PM Files – Punchlist for a “483” III
I was under the gun to do a fixed price estimate for a poorly-defined system in one week.
I wasn’t completely in the dark, though. I had the set of paper forms used in the existing process. I had the current set of reports. I had the cost models from prior successful projects for this Client. So I started with the cost model.
My methodology for job estimation of smaller jobs is the same now as then – I used a Task and delivery-based cost model that I worked up in Excel. My experience is that smaller software jobs are generally not constrained by task dependencies. The process runs basically sequentially, and the projected end data doesn’t depend on cross-connections between the projects. And I don’t worry about staffing mix.
I don’t bring out MS Project and start building dependencies and staff rosters unless the project is organizationally complex, large, or relies on a number of delivery threads.

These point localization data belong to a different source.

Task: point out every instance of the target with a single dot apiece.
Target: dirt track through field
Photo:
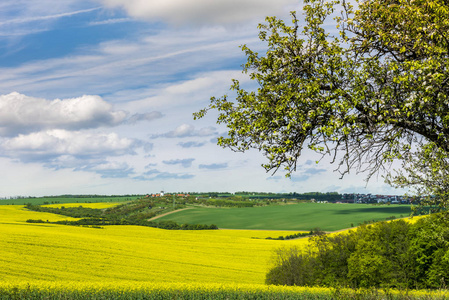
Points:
(169, 213)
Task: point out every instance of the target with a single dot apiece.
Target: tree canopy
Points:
(372, 90)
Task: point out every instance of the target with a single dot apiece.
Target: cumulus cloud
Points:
(58, 142)
(145, 117)
(110, 169)
(213, 166)
(183, 162)
(187, 130)
(23, 114)
(155, 174)
(200, 12)
(191, 144)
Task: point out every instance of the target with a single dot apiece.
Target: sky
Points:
(97, 97)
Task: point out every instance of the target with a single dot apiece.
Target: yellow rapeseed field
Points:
(49, 252)
(99, 205)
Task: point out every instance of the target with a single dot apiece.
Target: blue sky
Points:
(96, 97)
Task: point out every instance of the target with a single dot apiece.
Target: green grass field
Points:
(303, 216)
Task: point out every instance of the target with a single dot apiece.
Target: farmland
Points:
(131, 261)
(302, 216)
(52, 252)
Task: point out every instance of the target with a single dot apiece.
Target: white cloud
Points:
(23, 17)
(23, 114)
(145, 117)
(59, 142)
(187, 130)
(199, 12)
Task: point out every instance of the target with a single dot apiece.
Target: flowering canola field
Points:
(50, 252)
(49, 261)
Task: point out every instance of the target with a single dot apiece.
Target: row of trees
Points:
(387, 254)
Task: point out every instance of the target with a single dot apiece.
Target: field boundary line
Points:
(168, 213)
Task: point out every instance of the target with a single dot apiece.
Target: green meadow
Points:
(302, 216)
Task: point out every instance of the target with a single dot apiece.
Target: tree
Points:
(373, 90)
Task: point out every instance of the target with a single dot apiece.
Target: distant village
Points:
(370, 198)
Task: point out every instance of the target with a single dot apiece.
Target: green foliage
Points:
(394, 254)
(375, 92)
(133, 213)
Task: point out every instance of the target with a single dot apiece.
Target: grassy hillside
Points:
(51, 252)
(302, 216)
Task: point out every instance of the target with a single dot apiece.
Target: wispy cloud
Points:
(200, 12)
(213, 166)
(183, 162)
(158, 175)
(46, 17)
(110, 21)
(187, 130)
(191, 144)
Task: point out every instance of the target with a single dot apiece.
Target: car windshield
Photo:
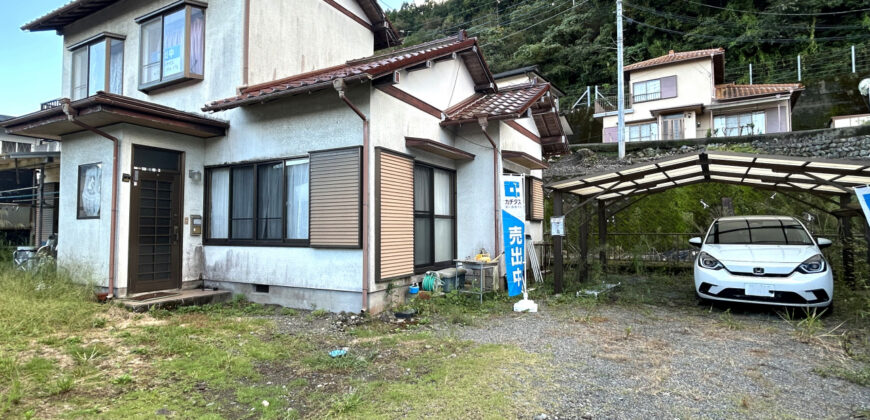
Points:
(761, 231)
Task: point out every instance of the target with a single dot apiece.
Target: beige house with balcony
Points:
(683, 95)
(277, 149)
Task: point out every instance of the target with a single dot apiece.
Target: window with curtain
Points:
(642, 132)
(257, 203)
(739, 124)
(173, 47)
(434, 217)
(90, 64)
(649, 90)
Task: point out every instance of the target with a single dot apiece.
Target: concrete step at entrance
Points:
(176, 298)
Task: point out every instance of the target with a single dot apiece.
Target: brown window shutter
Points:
(537, 197)
(395, 215)
(335, 209)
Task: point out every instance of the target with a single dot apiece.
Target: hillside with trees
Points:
(574, 42)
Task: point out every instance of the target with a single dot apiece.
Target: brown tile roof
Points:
(733, 91)
(354, 70)
(509, 102)
(675, 57)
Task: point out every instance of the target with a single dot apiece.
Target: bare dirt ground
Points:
(647, 361)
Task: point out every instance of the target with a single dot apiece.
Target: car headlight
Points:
(813, 265)
(707, 261)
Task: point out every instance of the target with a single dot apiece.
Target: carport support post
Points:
(848, 244)
(583, 265)
(602, 233)
(557, 245)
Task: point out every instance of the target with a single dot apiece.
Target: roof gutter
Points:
(72, 114)
(496, 155)
(341, 87)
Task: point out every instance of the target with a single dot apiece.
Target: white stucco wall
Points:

So I brought out the Cost Model from the last job to familiarize myself with the Phases and deliverables. Here were the Phases:
- Administration/QA
- General Design Specification – deliverable is a GDS
- Perform Application Development – deliverable is an integrated system reviewed with users
- Detail Design Spec (as built) – deliverable is a DDS
- Factory Acceptance Testing – deliverable is a completed FAT at the Factory (my shop)
- Installation, Training and Support – mostly support of the Client installation team, plus User and Operator Manuals
All in all, one part code to three parts paper. An interesting feature of working in this environment is that you create the Detail Design Spec from the completed system, not the other way around. For a “Validated” system in the Pharma environment, you need a delivered system that exactly matches the design spec. The easiest way to do that is to capture screens from the completed system!
So, I did a “save as” under the new project name, version 1. I printed it out, got out my special green razor point estimating pen, and began marking up the cost model.